Alberta’s department of Children’s Services says Aiden, who has fetal alcohol syndrome, frontal lobe damage and various psychological disorders, doesn’t currently meet the criteria to receive treatment in a secure facility.
It’s only a matter of time before Aiden hurts himself or he hurts somebody else– Aiden’s aunt
His aunt and grandmother, who took over guardianship from his mother a year ago and currently don’t know his whereabouts, insist the evidence shows otherwise.
“It’s only a matter of time before Aiden hurts himself or he hurts somebody else,” said his aunt, Chelsea.
“If something is not done I’m going to have to be the one to identify his body. I’m going to be the one picking out his casket. He will die on the streets. He will die with no help.”
Chelsea compared their situation to the case of a 15-year-old boy who allegedly stabbed an Edmonton bus driver in September.
His family later told CBC they repeatedly warned provincial authorities he was a risk but sufficient intervention was still not provided.
- Province to review case of teen accused in stabbing of Edmonton bus driver
- Teen charged in Edmonton bus driver stabbing had violent past, family says
In Aiden’s case, Chelsea said services that require her nephew’s voluntary participation don’t work and long-term counselling in a secure facility is difficult to access.
Lawyers frequently secured his release or hospital staff concluded he was not a threat, she said. When they did manage to get him into a court-ordered detox program or into the Alberta Hospital psychiatric care facility, the 10- to 30-day stays weren’t long enough, said Chelsea.
The letter summarizes Aiden’s downward spiral, which is documented in a thick purple binder compiled by his aunt and grandmother.
Report cards early on described him as a bright boy who lied and bullied classmates as his impulsive, destructive behaviour escalated. He once tried to flush a cat down a toilet, family said.

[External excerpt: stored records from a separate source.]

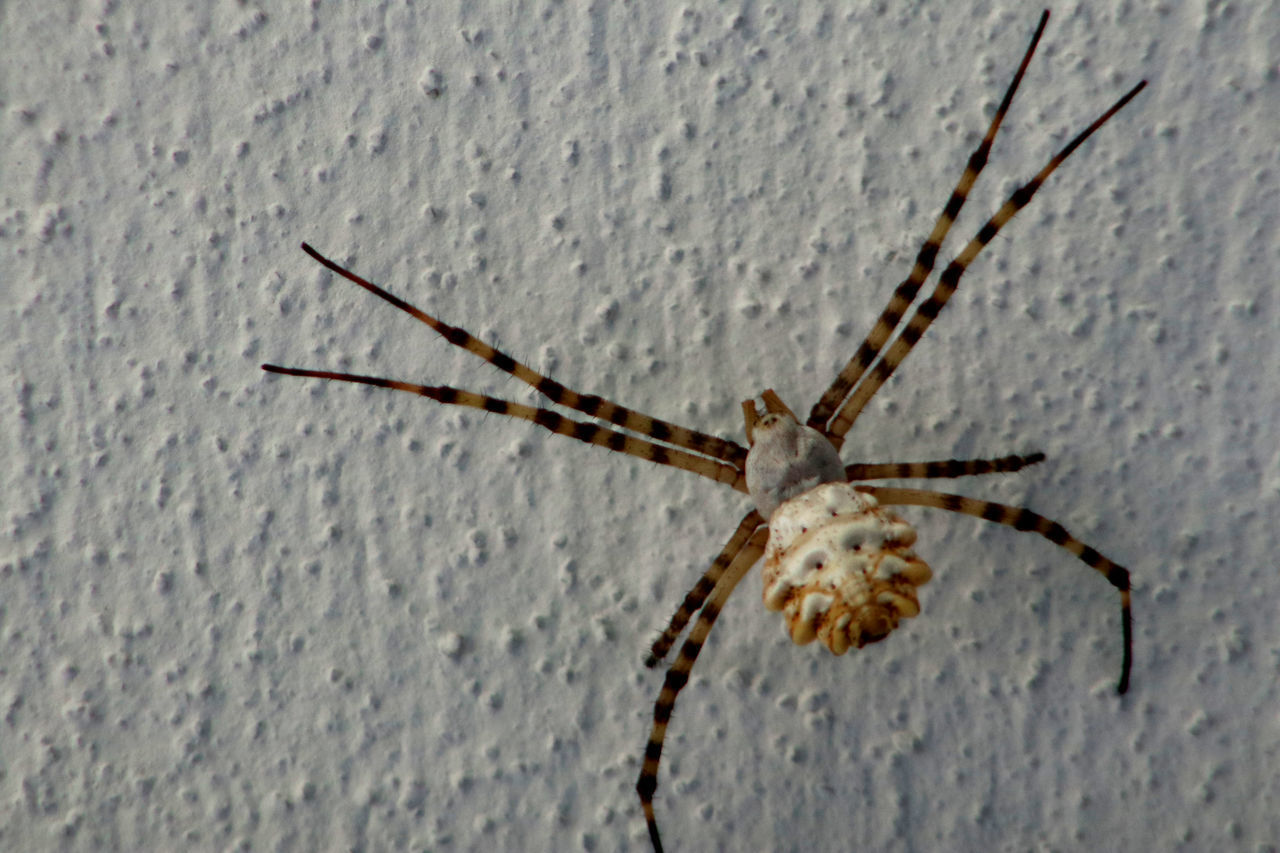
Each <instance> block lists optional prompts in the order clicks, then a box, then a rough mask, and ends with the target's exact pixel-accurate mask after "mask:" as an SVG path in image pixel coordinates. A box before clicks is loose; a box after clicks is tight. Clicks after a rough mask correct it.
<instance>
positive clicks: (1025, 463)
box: [845, 453, 1044, 483]
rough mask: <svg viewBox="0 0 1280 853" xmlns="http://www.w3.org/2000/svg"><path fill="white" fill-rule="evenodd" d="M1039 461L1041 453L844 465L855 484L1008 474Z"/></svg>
mask: <svg viewBox="0 0 1280 853" xmlns="http://www.w3.org/2000/svg"><path fill="white" fill-rule="evenodd" d="M1043 461H1044V453H1030V455H1028V456H1018V455H1014V456H1001V457H1000V459H945V460H937V461H933V462H865V464H858V462H855V464H854V465H846V466H845V476H846V478H847V479H849V482H850V483H859V482H861V480H888V479H913V478H931V479H932V478H950V476H973V475H975V474H1011V473H1014V471H1020V470H1023V469H1024V467H1027V466H1028V465H1036V464H1037V462H1043Z"/></svg>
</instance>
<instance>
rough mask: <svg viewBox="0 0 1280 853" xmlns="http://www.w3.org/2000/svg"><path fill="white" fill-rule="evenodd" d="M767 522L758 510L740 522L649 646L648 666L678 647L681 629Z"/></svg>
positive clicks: (751, 511)
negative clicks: (684, 598) (663, 628)
mask: <svg viewBox="0 0 1280 853" xmlns="http://www.w3.org/2000/svg"><path fill="white" fill-rule="evenodd" d="M762 524H764V519H762V517H760V514H759V512H756V511H755V510H751V511H750V512H748V514H746V515H745V516H742V520H741V521H740V523H739V525H737V529H736V530H735V532H733V535H731V537H730V539H728V542H726V543H724V547H723V548H721V552H719V553H718V555H716V560H713V561H712V566H710V569H708V570H707V573H705V574H704V575H703V576H701V578H699V579H698V583H696V584H694V588H692V589H690V590H689V594H687V596H685V601H682V602H680V607H678V608H676V612H675V613H673V615H672V617H671V622H669V624H668V625H667V628H666V630H663V631H662V634H660V635H659V637H658V639H655V640H654V642H653V647H652V648H650V649H649V654H646V656H645V660H644V665H645V666H648V667H649V669H653V667H655V666H658V663H659V662H660V661H662V660H663V658H664V657H667V653H668V652H669V651H671V647H672V646H675V643H676V640H677V639H678V638H680V634H681V631H684V630H685V626H686V625H689V620H690V619H691V617H692V615H694V613H696V612H698V610H699V608H701V606H703V602H704V601H707V596H709V594H710V593H712V589H714V588H716V584H717V581H719V579H721V575H723V574H724V569H726V567H728V565H730V564H732V562H733V558H735V557H737V555H739V552H741V551H742V548H744V547H745V546H746V540H748V537H750V535H751V533H754V532H755V529H756V528H759V526H760V525H762Z"/></svg>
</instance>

His early years were spent in an abusive household. Aiden was later placed in a string of group homes and residential treatment programs as convictions piled up for offences such as car theft and assault with a weapon.
An encounter with a resident in a group home led to Aiden’s initiation into a gang, said Chelsea.
Took gun to school
“(Aiden’s) first task was to steal a car,” his aunt wrote in the letter to government officials.
She said he has since stolen hundreds of cars, sold drugs and robbed people at knife point to make his way up the gang ladder.
“It was reported to the teachers that a student was carrying a firearm at the school,” wrote Aiden. “That student was me. I am deeply sorry for causing that incident.”
Aiden was expelled. A letter from the board noted that reinstatement could only occur “if the safety of students and staff are ensured.”
Chelsea said Aiden has overdosed on fentanyl, self-injured by cutting himself and repeatedly told her he wants to kill himself.
“He doesn’t care if his terrible lifestyle lands him in the morgue … and why should he?,” she wrote to politicians. “He was born without the ability to fully use his brain, he does not have the ability to make appropriate decisions (or) control his anger.
“He’s taken so many drugs that what little brain power he has left has been turned to mush.”